Story and photos courtesy of the Clarion Herald, the official newspaper of the Archdiocese of New Orleans.

Service Learning Program in Ecuador

As summer began, most students were looking forward to a break from classes and the daily grind. For educator Amanda Neill and her 13 sophomores and juniors from Ursuline Academy in Wilmington, Delaware, they were actively embracing a different kind of daily grind – a full week of globally-minded, leadership-based service in Ecuador with WorldStrides Camps International.

This rustic program wasn’t like any school trip Ursuline’s students have ever experienced. As a seasoned-traveled school, they have traversed the globe. But on a WorldStrides Camps International program, students are taken to locales that are facing significant obstacles, as well as opportunities. They live among locals and steep themselves in service experiences.

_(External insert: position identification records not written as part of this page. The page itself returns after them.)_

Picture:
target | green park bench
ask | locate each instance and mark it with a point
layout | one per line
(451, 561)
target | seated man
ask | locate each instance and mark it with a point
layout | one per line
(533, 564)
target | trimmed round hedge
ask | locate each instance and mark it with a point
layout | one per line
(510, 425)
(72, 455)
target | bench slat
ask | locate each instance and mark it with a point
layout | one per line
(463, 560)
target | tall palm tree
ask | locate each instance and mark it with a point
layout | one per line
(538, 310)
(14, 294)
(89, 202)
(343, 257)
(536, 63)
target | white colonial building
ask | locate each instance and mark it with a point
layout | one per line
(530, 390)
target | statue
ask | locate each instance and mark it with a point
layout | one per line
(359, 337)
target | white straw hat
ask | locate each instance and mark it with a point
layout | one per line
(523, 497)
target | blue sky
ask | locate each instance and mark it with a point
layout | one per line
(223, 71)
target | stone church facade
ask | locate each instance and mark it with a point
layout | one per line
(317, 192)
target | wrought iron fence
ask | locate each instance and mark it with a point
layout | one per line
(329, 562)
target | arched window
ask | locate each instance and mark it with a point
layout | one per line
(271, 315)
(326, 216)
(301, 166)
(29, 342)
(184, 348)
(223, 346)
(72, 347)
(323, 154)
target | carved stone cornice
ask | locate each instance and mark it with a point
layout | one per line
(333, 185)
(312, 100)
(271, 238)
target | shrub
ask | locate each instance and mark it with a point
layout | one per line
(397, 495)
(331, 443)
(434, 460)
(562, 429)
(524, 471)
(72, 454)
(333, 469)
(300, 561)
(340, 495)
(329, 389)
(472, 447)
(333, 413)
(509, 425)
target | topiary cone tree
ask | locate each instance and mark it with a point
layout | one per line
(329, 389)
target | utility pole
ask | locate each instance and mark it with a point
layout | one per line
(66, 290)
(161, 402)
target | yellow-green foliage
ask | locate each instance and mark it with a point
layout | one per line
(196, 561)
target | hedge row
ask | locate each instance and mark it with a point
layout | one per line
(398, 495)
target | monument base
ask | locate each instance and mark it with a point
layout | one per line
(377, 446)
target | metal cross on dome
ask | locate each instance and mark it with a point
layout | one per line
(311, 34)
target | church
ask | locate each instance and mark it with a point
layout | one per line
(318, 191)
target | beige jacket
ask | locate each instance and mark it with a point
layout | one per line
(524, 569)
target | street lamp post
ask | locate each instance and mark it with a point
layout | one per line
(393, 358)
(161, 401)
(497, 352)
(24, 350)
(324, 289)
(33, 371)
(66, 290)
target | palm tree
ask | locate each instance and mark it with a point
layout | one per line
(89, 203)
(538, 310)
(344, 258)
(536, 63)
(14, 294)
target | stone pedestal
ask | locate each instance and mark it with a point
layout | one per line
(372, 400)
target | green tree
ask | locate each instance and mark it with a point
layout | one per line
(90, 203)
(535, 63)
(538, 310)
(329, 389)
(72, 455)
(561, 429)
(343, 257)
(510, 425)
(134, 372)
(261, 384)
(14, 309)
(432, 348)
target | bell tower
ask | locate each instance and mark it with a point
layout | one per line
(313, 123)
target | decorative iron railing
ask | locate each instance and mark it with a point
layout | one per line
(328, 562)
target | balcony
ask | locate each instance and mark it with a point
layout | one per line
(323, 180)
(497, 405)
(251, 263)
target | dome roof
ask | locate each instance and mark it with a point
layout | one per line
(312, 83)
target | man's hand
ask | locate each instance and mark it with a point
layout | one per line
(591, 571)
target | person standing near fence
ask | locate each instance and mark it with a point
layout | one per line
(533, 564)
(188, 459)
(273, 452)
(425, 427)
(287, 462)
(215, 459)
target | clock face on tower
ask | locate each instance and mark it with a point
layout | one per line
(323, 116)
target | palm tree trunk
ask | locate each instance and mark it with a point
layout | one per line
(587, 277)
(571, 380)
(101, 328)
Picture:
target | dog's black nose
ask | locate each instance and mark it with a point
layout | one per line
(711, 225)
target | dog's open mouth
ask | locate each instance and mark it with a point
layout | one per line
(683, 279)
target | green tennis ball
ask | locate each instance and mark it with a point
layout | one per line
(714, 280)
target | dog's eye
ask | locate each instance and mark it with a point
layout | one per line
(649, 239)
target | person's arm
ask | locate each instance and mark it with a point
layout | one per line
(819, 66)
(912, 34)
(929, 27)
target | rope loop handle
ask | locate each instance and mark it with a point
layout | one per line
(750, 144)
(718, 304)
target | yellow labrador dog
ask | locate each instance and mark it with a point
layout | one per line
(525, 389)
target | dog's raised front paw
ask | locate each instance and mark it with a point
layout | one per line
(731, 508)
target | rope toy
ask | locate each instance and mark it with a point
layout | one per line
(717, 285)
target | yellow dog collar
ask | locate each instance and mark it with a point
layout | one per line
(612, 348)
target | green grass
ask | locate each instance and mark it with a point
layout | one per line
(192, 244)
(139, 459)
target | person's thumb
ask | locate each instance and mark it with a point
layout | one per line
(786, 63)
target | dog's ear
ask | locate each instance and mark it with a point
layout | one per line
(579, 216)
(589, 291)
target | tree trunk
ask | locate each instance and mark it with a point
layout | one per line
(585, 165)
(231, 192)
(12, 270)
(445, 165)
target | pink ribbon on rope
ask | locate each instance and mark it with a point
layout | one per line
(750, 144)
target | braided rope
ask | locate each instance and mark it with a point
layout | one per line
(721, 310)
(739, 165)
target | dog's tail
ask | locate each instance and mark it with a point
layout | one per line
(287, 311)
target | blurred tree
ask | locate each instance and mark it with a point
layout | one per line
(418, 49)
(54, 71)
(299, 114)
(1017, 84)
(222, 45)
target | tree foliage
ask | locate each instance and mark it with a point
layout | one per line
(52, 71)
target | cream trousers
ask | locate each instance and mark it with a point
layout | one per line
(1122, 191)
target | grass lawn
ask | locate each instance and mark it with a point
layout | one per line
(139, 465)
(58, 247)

Ursuline students got off the plane in Quito and six hours later, through the Andes, into the Cloud Forest, and through the rainforest, they had made it to their destination — Camp Ecuador. Their goals for the week were significant: help build a water collection tank and a septic system, teach English classes and help refurbish furniture for the village’s school. Each student would take turns in a leadership role to complete each day’s tasks.

They knew that each task would help support the community.

“Each time we completed a task, whether it was building a shelf or a septic system, we felt more capable,” said Jane Lyons.

“We didn’t want to leave,” said Lyons. “The people were coming up to us to say thank you. We had an impact on them, but they had more of an impact on us.”

As they were leaving and saying goodbye, the students left their luggage filled with clothes and shoes for the villagers. “It was our way to say thank you and to give them something they would need. We practically left with the shirts on our backs,” said Shearer. Both Lyons and Shearer agree, “This trip changed our lives”.